BA (Oberlin), MA (University of California), PhD (University of California)

Executive Associate Dean; Professor, Office of the Dean of Arts and Department of English Language and Literature

Funding:

  • GRF (HKD 343,320)

Introduction

  • The scope of the proposed research is regional, involving intellectual assets and modes of inquiry—biographical, archival, and cross-cultural—contributed by scholars based in China and Japan, countries where the English poet, William Empson, taught and lived during two different periods between 1931 and 1952. The aim of the research is integrative, seeking to document how Empson created discourses in his criticism and poetry for “Asia”, including the significant impact of his teaching upon China’s revolutionary generation of intellectuals. The project will deliver and disseminate a comprehensive database allowing for the compilation of the first complete bibliography, in English, of scholarly works about Empson originally written in Chinese and Japanese.
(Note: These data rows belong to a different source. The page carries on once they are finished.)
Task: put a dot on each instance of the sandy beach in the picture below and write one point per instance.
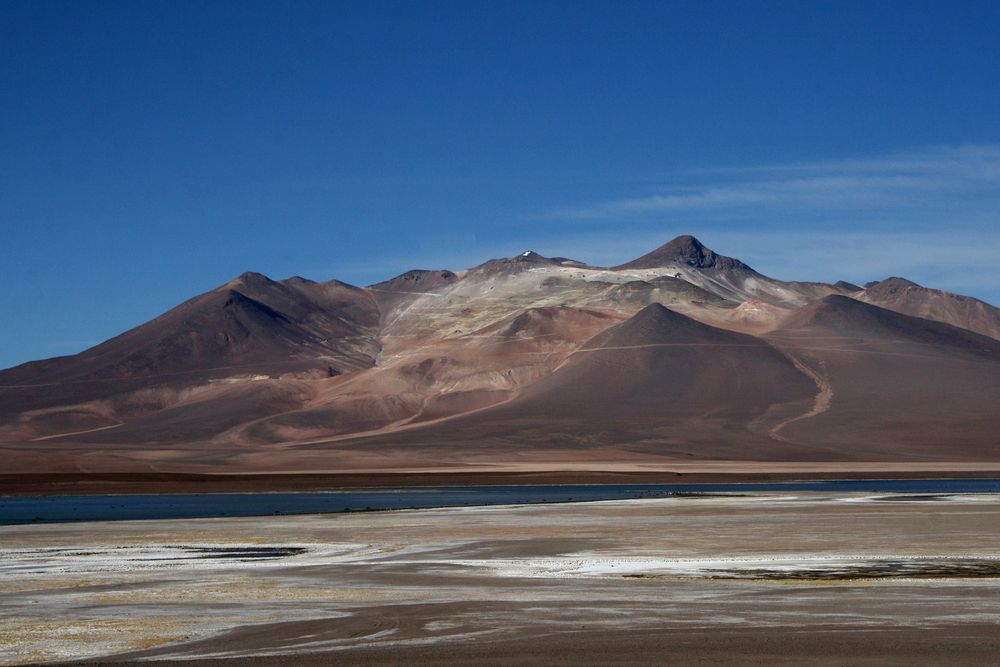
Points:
(751, 579)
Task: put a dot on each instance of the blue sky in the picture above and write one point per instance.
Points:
(152, 150)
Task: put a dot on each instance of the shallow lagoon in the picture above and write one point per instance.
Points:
(58, 509)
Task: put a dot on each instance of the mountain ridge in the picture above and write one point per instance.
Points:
(491, 352)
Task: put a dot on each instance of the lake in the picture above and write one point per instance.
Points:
(60, 509)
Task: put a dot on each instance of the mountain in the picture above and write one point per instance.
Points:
(909, 298)
(893, 386)
(681, 354)
(685, 251)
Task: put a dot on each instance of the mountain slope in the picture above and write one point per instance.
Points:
(908, 298)
(899, 387)
(681, 354)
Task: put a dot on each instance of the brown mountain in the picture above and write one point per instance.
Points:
(682, 354)
(907, 297)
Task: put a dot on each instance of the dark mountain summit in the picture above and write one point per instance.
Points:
(680, 353)
(685, 251)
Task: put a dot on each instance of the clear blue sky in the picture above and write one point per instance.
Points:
(152, 150)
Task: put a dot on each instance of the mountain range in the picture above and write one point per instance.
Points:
(679, 355)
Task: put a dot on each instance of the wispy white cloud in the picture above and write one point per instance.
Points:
(904, 183)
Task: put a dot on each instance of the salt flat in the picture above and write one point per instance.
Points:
(840, 578)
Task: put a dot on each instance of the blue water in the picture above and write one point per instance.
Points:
(59, 509)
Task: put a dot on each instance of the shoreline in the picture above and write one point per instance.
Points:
(72, 484)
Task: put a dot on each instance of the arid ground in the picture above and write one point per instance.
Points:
(760, 579)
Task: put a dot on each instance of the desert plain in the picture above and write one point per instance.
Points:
(763, 578)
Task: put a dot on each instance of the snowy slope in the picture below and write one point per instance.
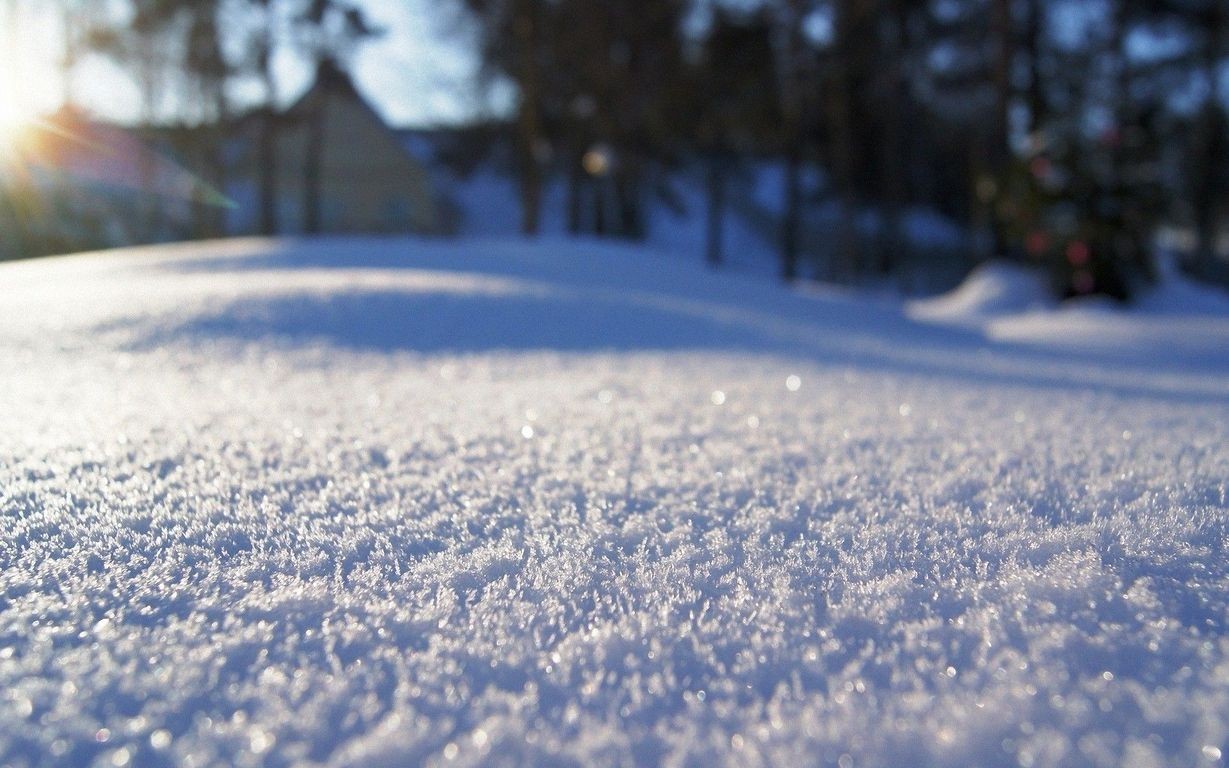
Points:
(393, 503)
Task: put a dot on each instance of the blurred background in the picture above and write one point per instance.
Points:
(879, 143)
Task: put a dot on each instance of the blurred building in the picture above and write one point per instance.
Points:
(337, 167)
(73, 183)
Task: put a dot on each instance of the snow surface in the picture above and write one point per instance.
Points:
(387, 503)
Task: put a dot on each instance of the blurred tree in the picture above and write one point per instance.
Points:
(739, 109)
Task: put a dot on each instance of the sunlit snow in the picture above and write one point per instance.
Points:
(388, 503)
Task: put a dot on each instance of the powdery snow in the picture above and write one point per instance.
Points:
(387, 503)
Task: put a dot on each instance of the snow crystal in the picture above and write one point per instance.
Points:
(385, 503)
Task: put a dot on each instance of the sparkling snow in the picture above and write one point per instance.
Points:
(387, 503)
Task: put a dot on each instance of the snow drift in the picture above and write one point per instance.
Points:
(384, 503)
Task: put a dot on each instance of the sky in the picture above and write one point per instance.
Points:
(420, 73)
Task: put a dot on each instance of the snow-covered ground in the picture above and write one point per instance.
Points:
(387, 503)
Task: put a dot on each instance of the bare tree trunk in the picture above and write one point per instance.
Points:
(793, 137)
(1209, 187)
(843, 152)
(314, 161)
(999, 151)
(894, 246)
(1032, 48)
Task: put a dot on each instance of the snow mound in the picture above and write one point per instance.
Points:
(991, 290)
(400, 503)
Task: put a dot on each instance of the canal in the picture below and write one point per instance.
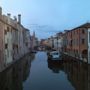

The Empson database will be disseminated as open-access, thereby allowing regional scholarship, via English translation, to be more widely exchanged with a global scholarly audience. 

Methodology

  • The project involves on-site data collection by Co-Investigators at scholarly repositories in Bejing, Wuhan, and Tokyo.  A Tokyo-based RA will compile three datasets—in simplified Chinese, Japanese, and an “English-friendly” composite accessible to international scholars—eventually to be uploaded to an open-access web-based platform being constructed by the HKBU Library data scholarship unit. 

Interdisciplinary expertise

  • Apart from the on-site translational expertise required, in both Chinese and Japanese, bibliographic expertise is needed to compile “English-friendly” citations and Dublin Core Schema entries accessible to international scholars and librarians seeking access to non-English sources via the database or their own OPAC requests.  Finally, data management and web-platform building expertise will be required to “soft” launch, beta, and finalize the online database.